How I think about Docker

automation, docker, linux, pluralsight edit

The first explanation that crystallized into a mental model was Carl Franklin's from the .NET Rocks docker podcast. It helps that he's repeated it repeatedly on subsequent podcasts when the subject has come up.

Docker is like a VM with the weight of a process.

This is true as far as it goes. They're both isolation mechanisms that allow you to host more than one sandboxed environment on a machine.

This weekend I watched Nigel Poulton's Docker Deep Dive on Pluralsight. It was nice to see someone step through all the Linux commands for creating and maintaining Docker images and instances. But above and beyond that, it was helpful to flesh out my anemic mental model. Here's a few tidbits that came to light.

##Build Process

I'd heard that Dockerfiles allow you to version your servers just like you version your source code. From Nigel's course, I learned that the contents of that Dockerfile are transformed into a final server image by executing the Docker build process. Given a base image as a starting point, each line in the Dockerfile modifies the filesystem then the build process takes a snapshot image of the changes and moves on to the next instruction in the Dockerfile.

##Image Layers

I already knew that you can download a Docker image from the Docker Hub repository. It had the look and feel of downloading a package using a package manager but for an OS and the rest of the environment. A lot like my first experience of npm actually. What I hadn't grasped fully until I saw Nigel's course was that beneath the surface, each of those images is composed of many different layers during the Docker build process.

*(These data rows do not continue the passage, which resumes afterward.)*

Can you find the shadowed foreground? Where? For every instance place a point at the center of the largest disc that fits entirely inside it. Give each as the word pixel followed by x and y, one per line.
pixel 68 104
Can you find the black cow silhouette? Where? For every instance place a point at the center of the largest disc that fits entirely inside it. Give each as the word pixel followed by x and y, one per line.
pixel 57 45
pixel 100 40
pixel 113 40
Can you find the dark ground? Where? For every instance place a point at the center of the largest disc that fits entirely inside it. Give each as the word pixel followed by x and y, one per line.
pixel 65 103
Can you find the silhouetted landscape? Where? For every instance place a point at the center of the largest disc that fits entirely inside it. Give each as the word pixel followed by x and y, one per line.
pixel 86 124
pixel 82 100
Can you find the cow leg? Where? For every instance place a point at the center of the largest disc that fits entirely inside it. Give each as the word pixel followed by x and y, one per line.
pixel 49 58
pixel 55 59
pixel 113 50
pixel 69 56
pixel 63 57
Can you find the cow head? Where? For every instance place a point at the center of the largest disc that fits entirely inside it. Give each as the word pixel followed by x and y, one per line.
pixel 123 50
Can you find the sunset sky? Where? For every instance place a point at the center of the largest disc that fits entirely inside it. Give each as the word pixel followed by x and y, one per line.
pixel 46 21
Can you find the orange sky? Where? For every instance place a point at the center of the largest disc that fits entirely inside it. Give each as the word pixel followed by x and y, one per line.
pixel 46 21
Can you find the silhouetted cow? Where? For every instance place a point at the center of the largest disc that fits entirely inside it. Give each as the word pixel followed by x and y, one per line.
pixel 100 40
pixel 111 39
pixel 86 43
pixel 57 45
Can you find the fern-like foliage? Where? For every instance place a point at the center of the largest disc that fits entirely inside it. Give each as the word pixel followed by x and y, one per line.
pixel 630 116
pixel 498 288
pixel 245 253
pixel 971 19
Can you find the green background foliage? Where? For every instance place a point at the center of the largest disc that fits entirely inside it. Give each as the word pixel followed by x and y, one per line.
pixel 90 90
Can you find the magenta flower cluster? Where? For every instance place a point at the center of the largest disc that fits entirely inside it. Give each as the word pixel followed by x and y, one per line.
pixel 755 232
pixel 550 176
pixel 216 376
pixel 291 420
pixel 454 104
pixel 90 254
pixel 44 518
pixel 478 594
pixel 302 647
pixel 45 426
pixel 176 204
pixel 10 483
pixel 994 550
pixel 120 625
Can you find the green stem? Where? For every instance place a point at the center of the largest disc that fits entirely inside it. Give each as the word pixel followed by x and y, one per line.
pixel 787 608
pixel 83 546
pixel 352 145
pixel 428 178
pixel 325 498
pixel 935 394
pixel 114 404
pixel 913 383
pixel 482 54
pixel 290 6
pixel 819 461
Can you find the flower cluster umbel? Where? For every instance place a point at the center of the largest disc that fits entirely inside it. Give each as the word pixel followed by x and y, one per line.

The similarities to git helped inform my mental model. In both tools, we're taking snapshots as we go. You can see a history of all snapshots and how they relate to each other using the built-in tools. If you do so, each looks like a directed graph where each node is a step from the past state into the future state.

##Union Mounts

Docker relies on a union mounted filesystem to merge together all these image layers. Something like aufs on Linux allows Docker to superimpose the files of one layer upon another so that when the OS opens a file, it gets the most recently modified version. If I've got 7 layers in my favorite Docker image, then it'll search the top-most layer for my file and if it doesn't find it, the OS will search the next layer down.

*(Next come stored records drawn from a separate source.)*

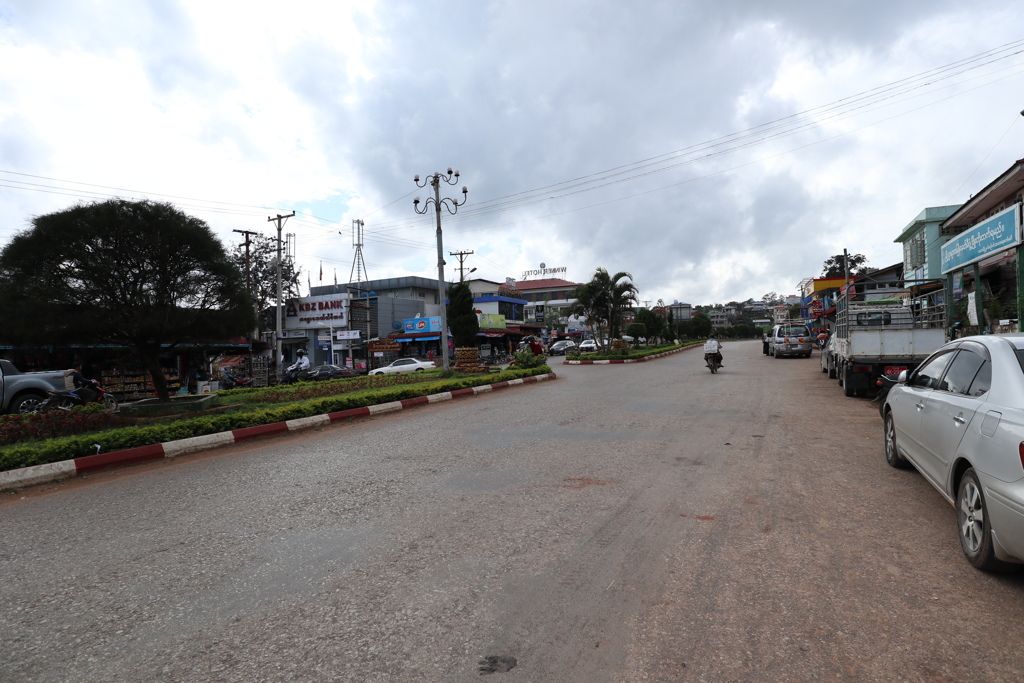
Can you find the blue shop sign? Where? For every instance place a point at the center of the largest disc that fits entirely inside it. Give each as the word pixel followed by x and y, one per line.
pixel 998 232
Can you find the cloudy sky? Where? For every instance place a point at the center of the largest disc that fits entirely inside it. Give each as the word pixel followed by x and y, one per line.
pixel 716 151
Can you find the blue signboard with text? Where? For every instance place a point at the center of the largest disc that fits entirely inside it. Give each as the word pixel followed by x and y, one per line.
pixel 984 240
pixel 432 324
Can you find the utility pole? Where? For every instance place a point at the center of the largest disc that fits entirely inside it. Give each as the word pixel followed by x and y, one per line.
pixel 434 179
pixel 461 255
pixel 249 282
pixel 281 222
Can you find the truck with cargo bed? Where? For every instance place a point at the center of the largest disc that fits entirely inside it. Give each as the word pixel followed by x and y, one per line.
pixel 884 336
pixel 23 392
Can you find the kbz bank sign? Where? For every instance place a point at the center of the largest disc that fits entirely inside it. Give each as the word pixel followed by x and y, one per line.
pixel 316 311
pixel 986 239
pixel 431 324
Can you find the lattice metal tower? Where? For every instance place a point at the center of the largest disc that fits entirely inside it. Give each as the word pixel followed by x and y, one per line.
pixel 358 265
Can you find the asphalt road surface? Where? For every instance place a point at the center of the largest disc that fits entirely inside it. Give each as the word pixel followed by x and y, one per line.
pixel 640 522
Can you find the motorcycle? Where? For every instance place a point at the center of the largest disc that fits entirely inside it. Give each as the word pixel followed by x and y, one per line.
pixel 294 375
pixel 230 381
pixel 885 383
pixel 714 361
pixel 65 400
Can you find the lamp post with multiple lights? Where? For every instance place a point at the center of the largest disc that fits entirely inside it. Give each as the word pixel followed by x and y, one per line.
pixel 434 180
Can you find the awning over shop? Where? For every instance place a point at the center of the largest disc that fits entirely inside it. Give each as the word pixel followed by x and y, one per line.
pixel 414 336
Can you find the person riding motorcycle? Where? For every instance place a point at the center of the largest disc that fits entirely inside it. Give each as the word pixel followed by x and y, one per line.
pixel 714 346
pixel 301 365
pixel 77 382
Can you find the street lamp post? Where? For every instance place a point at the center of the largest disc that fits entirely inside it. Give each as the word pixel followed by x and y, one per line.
pixel 434 179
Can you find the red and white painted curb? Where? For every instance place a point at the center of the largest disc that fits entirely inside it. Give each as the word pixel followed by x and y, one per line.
pixel 28 476
pixel 621 360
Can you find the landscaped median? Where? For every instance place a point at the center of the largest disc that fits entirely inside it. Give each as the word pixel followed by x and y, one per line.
pixel 34 463
pixel 635 356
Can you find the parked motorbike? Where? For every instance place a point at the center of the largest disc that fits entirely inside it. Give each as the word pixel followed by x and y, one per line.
pixel 714 361
pixel 229 381
pixel 293 375
pixel 885 383
pixel 65 400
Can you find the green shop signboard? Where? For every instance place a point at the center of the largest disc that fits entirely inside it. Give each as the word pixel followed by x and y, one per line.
pixel 984 240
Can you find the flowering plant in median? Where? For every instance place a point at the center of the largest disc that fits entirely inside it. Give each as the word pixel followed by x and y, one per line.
pixel 52 424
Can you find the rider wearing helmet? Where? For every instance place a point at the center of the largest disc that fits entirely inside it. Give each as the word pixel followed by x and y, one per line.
pixel 714 346
pixel 301 365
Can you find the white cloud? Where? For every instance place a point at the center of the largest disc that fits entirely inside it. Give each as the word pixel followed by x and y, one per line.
pixel 331 108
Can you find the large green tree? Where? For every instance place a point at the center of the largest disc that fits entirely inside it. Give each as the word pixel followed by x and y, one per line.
pixel 461 314
pixel 141 274
pixel 603 300
pixel 833 267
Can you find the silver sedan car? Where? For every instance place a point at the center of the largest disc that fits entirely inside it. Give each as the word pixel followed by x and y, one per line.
pixel 958 419
pixel 404 366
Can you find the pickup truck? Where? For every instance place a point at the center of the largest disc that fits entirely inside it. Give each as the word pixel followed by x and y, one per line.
pixel 884 337
pixel 22 392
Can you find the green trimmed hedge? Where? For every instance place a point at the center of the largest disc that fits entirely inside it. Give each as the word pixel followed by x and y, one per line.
pixel 646 352
pixel 68 447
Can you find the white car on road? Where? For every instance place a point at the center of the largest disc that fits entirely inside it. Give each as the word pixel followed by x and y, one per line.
pixel 404 366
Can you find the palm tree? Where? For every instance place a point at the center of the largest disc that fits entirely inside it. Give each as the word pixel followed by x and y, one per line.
pixel 603 299
pixel 589 306
pixel 622 296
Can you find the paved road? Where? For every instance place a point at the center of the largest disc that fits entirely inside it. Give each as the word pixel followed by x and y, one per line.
pixel 644 522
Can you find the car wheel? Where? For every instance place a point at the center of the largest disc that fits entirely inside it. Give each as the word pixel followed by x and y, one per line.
pixel 847 374
pixel 974 524
pixel 893 456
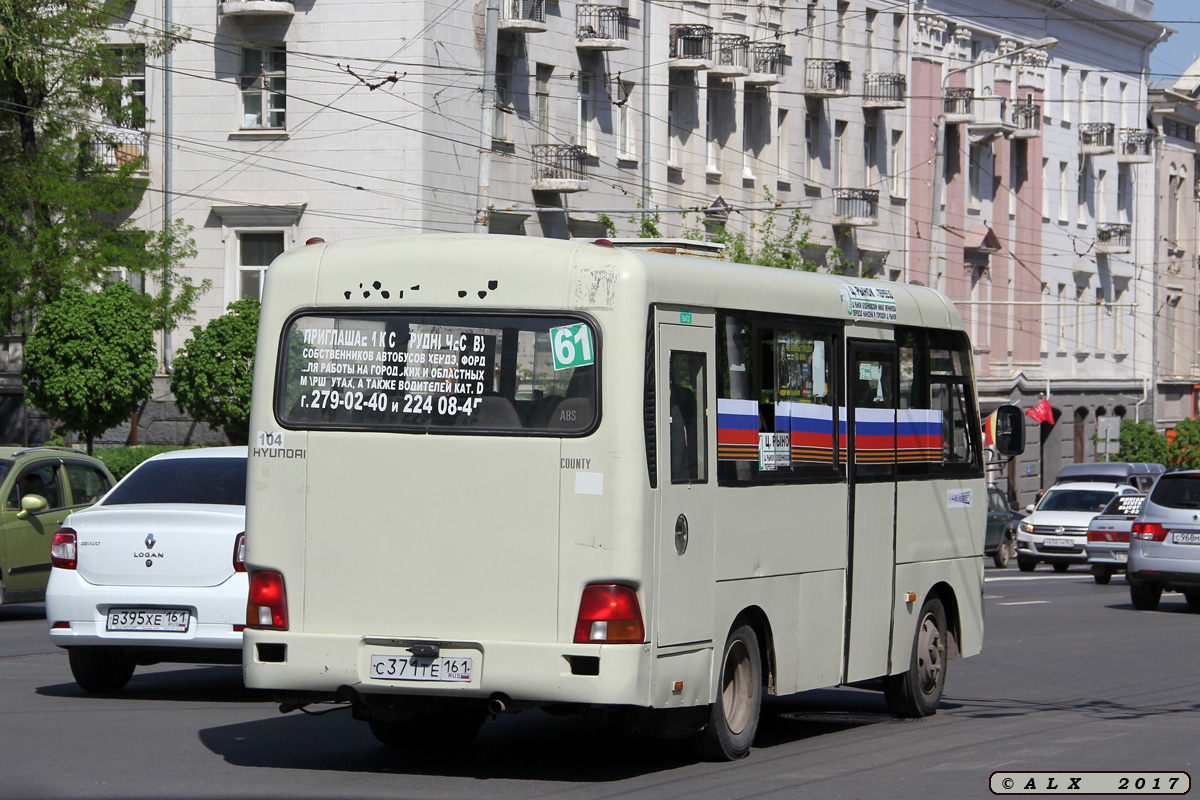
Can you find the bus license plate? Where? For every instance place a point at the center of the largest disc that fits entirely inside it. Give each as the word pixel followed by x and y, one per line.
pixel 160 620
pixel 436 668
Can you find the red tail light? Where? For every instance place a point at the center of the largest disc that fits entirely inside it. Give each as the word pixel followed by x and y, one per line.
pixel 1150 531
pixel 610 614
pixel 63 549
pixel 239 553
pixel 268 607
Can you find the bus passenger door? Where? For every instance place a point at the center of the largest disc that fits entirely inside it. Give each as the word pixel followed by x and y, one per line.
pixel 685 543
pixel 873 388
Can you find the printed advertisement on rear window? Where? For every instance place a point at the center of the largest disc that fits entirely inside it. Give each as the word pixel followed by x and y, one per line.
pixel 451 372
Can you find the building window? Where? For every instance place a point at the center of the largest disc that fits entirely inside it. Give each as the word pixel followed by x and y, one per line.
pixel 256 251
pixel 263 86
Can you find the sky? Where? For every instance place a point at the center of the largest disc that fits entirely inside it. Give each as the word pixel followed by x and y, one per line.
pixel 1171 58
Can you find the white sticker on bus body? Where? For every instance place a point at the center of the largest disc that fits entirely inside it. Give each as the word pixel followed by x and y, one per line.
pixel 589 482
pixel 958 499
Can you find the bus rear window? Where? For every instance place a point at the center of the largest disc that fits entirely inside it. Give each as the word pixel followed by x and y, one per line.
pixel 447 372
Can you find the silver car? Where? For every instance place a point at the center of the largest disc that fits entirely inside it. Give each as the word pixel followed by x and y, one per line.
pixel 1164 545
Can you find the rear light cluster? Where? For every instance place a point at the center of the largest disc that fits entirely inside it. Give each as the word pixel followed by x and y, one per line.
pixel 63 549
pixel 268 606
pixel 1150 531
pixel 610 614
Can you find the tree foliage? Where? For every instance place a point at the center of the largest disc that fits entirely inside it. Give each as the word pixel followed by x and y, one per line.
pixel 1140 443
pixel 90 361
pixel 214 371
pixel 73 166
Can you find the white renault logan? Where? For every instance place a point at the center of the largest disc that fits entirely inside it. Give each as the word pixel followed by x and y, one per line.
pixel 155 571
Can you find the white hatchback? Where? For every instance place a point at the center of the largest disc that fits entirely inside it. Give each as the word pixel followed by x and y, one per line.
pixel 155 571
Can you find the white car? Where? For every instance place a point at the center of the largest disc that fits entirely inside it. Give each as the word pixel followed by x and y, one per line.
pixel 1056 531
pixel 155 571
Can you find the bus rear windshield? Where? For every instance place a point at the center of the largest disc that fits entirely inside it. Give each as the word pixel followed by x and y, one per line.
pixel 445 372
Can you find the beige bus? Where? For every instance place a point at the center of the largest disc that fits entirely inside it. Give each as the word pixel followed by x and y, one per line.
pixel 493 473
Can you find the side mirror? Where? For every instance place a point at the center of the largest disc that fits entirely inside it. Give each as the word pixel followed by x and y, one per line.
pixel 1009 431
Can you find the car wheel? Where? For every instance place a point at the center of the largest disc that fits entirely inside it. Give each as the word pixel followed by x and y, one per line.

It's always safe, and relatively fast, to read such a filesystem but what about writing to it? All filesystem layers except the top-most one are set to read-only so when we want to write to a file the OS makes a copy of it at the top-most layer and edits that. We call this behavior copy-on-write. Ayende Rahien has a good description on his blog.

##PID 1

Docker assumes that you'll only be using one process inside the container. That process is assigned a process ID of 1 (PID 1). In Unix-land it seems that PID 1 is usually an init process that bootstraps and orchestrates other processes but in Docker-land it's a little less-so. Still, Docker starts each container with something at PID 1 and will shut the container down when that process exits. Picking which process to use is a whole lot easier when there's only one to choose from; for anything more complicated you should either reconsider your direction or do you homework.

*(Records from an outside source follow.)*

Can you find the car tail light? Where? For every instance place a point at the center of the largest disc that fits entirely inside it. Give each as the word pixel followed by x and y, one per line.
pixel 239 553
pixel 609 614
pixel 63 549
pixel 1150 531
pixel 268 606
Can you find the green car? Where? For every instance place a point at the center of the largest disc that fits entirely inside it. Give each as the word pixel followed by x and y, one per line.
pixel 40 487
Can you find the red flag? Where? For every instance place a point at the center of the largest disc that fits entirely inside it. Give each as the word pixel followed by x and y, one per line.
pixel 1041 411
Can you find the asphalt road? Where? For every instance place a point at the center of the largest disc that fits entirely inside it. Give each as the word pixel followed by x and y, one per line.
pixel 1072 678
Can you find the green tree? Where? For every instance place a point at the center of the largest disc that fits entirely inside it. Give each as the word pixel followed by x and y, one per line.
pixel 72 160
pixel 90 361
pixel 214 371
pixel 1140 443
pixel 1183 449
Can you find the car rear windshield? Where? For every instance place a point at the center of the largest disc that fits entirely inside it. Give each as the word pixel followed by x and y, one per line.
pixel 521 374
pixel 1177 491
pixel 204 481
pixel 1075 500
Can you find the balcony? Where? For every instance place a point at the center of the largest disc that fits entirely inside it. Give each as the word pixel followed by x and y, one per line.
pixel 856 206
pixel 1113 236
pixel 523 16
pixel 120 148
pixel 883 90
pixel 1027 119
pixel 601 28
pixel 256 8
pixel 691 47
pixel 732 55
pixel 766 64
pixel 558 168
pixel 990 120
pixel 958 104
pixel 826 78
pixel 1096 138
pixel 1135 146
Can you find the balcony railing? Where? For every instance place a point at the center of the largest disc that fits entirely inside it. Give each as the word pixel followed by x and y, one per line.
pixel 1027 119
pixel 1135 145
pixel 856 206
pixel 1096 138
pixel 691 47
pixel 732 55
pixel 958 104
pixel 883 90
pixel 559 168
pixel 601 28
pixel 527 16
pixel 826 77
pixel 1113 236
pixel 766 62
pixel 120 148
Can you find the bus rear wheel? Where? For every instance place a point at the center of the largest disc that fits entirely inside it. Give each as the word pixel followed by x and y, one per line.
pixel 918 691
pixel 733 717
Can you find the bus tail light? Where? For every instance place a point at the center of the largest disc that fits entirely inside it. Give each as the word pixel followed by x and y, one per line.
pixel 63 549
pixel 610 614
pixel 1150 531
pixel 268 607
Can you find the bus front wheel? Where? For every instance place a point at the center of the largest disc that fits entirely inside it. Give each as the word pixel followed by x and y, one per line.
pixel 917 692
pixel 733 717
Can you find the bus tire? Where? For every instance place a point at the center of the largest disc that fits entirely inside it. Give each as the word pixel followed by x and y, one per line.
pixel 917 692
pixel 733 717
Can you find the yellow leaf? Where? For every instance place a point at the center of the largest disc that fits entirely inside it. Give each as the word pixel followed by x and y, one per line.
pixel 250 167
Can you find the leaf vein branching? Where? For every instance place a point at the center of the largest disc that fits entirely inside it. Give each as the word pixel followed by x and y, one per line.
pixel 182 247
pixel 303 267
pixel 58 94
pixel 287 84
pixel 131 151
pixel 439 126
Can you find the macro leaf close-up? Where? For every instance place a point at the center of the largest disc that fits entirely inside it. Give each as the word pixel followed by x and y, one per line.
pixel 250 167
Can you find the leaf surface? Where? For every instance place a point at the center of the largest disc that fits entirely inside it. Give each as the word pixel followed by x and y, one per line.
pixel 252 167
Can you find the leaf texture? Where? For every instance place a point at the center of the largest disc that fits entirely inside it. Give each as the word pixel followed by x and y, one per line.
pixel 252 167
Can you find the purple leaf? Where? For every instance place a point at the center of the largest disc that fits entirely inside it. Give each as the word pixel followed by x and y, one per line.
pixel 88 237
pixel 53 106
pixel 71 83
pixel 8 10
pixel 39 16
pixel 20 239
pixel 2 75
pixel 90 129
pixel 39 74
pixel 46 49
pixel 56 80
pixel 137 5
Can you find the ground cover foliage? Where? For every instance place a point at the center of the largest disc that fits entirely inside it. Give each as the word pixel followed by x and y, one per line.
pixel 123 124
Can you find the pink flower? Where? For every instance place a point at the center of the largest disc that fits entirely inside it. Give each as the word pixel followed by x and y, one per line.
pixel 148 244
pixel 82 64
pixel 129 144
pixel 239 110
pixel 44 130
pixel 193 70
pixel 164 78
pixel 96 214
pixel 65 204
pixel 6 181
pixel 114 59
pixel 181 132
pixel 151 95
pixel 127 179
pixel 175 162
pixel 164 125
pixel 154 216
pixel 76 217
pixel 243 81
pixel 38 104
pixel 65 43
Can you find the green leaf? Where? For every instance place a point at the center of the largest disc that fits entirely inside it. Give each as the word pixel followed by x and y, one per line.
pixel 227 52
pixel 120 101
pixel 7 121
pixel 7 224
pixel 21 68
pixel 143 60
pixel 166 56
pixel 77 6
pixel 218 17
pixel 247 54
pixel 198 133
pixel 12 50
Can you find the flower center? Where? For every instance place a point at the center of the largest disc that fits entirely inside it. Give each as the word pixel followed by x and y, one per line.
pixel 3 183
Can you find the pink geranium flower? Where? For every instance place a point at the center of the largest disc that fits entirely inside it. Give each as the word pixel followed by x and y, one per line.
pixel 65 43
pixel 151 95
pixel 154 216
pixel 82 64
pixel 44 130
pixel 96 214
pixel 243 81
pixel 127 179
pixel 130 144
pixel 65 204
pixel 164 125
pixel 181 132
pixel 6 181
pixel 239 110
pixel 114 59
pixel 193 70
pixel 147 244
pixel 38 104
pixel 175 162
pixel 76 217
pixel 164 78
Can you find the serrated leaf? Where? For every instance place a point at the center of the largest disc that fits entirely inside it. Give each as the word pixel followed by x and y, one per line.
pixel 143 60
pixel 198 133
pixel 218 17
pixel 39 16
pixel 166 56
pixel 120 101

##A Network Switch in the Kernel

This one made sense to me from my time with Hyper-V. To get network packets from the host to the client (and back) you need a virtualized switch. Docker has one built into the Linux kernel to support this level of transport. Only the kernel had the level of visibility necessary to mediate communication with the sandboxed containers.

##Where Next?

Getting the lowdown on the Linux implementation of Docker provokes some interesting questions regarding the Microsoft implementation. The network virtualization elements seem really well baked in Hyper-V so I'm assuming that'll be a piece of cake to build into the next Windows OS. The union mount filesystem seems harder to pull off. I'm not sure if Microsoft can add that feature to NTFS or if they need to build something from scratch. Time will tell, they've announced that they'll support Docker containers so I'm sure they have a plan.